Al termine degli studi si trasferì a Lupilo, che si trova vicino al suo villaggio natale. Qui divenne subito il catechista del villaggio ed un vero e proprio punto di riferimento per tutta la comunità. Dopo quattro anni di attività come catechista, Ireneo mise incinta Josepha, la figlia di Mgudule.
Mgudule era un mercante e la persona più ricca del villaggio di Lupilo, tanto che possedeva persino un'auto. Mgudule era un ottimo affarista, pagava sempre i suoi debiti (qualità rara da queste parti), ed in virtù di questo beneficiava di tanti prestiti che sapeva mettere a frutto. Mgudule aveva quattro mogli e ventisette figli; era una persona molto legata alla religione tradizionale della sua tribù, basata sul culto degli spiriti e sulla stregoneria. Nei confronti dei suoi figli era stato un padre molto rigido e avaro, e non aveva concesso loro nulla della propria ricchezza. Per questo i suoi figli lo derubarono diverse volte, e tre di loro finirono in prigione dopo essere stati denunciati dal loro stesso padre. Gli altri figli lo avevano abbandonato, ad eccezione di Josepha, la sua prediletta.

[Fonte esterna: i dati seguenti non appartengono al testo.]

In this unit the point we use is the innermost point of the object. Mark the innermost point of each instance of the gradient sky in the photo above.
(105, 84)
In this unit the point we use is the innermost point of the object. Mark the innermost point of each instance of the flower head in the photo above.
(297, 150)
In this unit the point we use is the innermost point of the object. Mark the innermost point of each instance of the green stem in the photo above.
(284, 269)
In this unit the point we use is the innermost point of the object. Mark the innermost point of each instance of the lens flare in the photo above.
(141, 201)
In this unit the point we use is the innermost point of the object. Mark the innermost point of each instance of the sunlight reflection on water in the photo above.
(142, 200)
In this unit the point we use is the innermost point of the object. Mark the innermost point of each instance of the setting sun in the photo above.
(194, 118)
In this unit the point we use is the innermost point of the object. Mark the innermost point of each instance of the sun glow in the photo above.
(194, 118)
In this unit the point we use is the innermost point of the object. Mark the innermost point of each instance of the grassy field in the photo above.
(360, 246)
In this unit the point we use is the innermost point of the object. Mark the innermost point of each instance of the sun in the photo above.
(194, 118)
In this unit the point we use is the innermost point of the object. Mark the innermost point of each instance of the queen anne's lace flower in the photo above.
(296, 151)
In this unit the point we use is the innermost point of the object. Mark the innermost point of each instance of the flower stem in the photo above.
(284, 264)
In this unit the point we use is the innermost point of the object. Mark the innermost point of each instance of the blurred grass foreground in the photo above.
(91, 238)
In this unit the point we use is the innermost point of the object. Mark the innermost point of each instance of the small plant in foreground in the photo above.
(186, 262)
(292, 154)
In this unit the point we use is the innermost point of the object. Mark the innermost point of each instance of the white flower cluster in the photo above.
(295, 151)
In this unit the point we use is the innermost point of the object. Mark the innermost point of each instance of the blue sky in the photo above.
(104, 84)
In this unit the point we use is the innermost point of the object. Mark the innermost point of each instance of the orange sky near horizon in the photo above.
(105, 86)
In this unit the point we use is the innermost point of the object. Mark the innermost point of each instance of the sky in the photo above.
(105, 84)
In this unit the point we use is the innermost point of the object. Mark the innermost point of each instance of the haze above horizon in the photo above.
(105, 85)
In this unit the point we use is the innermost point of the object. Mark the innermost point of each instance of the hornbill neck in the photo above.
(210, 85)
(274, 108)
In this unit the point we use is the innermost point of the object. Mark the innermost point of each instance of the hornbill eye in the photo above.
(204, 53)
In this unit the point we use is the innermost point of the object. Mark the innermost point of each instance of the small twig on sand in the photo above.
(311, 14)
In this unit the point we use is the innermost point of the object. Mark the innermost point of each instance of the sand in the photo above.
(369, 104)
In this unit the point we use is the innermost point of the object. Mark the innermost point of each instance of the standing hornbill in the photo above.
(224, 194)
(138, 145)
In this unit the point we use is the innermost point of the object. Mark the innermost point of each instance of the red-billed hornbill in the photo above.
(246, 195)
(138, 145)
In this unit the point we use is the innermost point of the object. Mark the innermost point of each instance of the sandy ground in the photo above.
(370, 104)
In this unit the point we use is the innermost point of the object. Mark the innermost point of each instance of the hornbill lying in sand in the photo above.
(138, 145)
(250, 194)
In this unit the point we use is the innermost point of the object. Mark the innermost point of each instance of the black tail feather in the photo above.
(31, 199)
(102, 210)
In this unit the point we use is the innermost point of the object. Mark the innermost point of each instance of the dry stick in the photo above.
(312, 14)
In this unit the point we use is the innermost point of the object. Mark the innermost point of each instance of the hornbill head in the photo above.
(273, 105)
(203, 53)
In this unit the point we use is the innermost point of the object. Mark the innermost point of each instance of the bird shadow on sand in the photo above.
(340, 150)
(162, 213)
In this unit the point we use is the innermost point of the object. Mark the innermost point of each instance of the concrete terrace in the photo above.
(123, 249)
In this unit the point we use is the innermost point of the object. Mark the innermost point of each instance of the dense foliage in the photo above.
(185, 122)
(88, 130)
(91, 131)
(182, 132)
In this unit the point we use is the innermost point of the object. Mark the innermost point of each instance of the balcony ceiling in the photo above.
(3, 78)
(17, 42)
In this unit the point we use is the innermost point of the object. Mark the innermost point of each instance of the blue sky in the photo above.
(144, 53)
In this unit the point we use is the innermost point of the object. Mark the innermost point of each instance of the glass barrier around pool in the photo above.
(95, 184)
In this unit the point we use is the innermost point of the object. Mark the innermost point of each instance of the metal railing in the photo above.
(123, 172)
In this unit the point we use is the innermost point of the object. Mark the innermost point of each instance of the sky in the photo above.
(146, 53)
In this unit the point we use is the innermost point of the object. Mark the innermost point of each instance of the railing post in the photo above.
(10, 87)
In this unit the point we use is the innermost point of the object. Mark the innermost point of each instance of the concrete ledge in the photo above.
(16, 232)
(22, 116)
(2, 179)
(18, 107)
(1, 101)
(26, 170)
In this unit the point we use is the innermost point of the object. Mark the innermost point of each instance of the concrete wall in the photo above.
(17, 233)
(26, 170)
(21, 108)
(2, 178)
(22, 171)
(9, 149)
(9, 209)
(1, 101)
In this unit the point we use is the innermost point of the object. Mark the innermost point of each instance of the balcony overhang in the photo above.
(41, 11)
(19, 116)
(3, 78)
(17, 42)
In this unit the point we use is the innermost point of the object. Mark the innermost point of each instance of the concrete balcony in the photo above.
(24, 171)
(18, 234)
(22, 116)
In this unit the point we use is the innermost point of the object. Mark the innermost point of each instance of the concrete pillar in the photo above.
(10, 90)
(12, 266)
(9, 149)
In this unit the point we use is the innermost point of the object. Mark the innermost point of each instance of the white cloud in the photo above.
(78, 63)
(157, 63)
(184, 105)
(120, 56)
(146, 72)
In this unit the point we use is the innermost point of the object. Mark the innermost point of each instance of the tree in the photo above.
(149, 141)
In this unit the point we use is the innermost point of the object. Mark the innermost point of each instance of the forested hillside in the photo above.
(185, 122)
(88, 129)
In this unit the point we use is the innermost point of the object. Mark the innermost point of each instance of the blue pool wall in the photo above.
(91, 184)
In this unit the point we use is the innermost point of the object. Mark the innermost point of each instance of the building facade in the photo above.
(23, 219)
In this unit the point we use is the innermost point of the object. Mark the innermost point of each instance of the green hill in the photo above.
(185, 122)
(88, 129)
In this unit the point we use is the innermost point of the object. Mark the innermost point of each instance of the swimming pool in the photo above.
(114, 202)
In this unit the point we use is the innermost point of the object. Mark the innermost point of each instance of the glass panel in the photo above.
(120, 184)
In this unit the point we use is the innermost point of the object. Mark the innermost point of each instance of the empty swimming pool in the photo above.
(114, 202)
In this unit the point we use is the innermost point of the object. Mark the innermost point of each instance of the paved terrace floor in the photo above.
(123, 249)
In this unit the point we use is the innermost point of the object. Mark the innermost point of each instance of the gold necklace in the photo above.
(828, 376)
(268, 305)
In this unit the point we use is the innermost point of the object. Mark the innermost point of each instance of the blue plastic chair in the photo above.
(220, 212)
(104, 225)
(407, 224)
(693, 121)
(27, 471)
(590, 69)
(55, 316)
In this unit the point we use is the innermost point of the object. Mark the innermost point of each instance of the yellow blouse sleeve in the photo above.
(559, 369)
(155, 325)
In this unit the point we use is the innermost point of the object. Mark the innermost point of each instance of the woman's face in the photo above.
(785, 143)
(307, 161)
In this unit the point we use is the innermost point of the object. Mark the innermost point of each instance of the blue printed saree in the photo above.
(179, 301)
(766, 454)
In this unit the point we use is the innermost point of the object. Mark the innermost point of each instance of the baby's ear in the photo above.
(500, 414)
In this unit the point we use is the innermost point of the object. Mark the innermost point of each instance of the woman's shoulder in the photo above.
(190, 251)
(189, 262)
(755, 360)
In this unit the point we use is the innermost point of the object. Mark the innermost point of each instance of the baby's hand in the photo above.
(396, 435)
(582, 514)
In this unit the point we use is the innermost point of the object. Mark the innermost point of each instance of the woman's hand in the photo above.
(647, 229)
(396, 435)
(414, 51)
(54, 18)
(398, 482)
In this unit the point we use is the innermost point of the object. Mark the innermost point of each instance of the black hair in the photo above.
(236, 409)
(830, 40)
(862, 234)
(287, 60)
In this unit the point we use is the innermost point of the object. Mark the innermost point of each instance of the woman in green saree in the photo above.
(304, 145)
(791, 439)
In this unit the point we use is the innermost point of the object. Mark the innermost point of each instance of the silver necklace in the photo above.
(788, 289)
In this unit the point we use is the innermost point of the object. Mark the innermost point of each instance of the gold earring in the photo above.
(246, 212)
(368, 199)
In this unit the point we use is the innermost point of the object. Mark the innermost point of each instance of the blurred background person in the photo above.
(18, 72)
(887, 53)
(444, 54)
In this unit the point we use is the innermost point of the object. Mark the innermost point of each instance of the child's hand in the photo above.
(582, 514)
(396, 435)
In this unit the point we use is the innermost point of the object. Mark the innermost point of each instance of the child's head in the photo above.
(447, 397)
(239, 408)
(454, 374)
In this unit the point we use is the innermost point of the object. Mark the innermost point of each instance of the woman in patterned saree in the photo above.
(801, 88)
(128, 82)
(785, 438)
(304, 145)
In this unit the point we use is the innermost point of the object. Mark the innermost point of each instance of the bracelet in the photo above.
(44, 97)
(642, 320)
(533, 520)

Josepha era l'unica della sua famiglia che gli era sempre rimasta vicina, e per ricompensarla della sua fedeltà Mgudule le concesse di iscriversi alla scuola secondaria.
Al termine del terzo anno di studio, come già anticipato, Josepha rimase incinta di Ireneo. Questo avvenimento causò l'allontanamento di Josepha dalla scuola (ciò è previsto dalla legge tanzaniana) e la sospensione di Ireneo dall'attività di catechista.
Dopo la nascita del bambino, Josepha e Ireneo si sposarono, ed Ireneo potè tornare alla sua occupazione precedente.
Purtroppo il bambino, dopo un mese di vita, morì.
Secondo la religione tradizionale, la morte non avviene mai per cause naturali ma è sempre il risultato di vendette, invidie o maledizioni che cadono sulla famiglia. Secondo questa credenza tutta la vita è regolata da un sistema rigido di precetti, tabù e punizioni. Qualsiasi disobbedienza viene pagata con minacce di morte e di malattia. E' una religione basata sulla paura; non prevede il perdono, tutto ciò che accade deve essere addebitato a qualcuno che dovrà pagare per aver provocato la disgrazia.
Ireneo era un cristiano molto credente, un fermo oppositore delle pratiche religiose tradizionali, e nonostante le pressioni del suocero, Ireneo si rifiutò di consultare lo stregone in merito ai motivi che avrebbero causato la morte del figlio.
Nel frattempo la salute di Josepha iniziò a peggiorare e dovette smettere di aiutare Ireneo nei lavori dei campi e nelle faccende domestiche.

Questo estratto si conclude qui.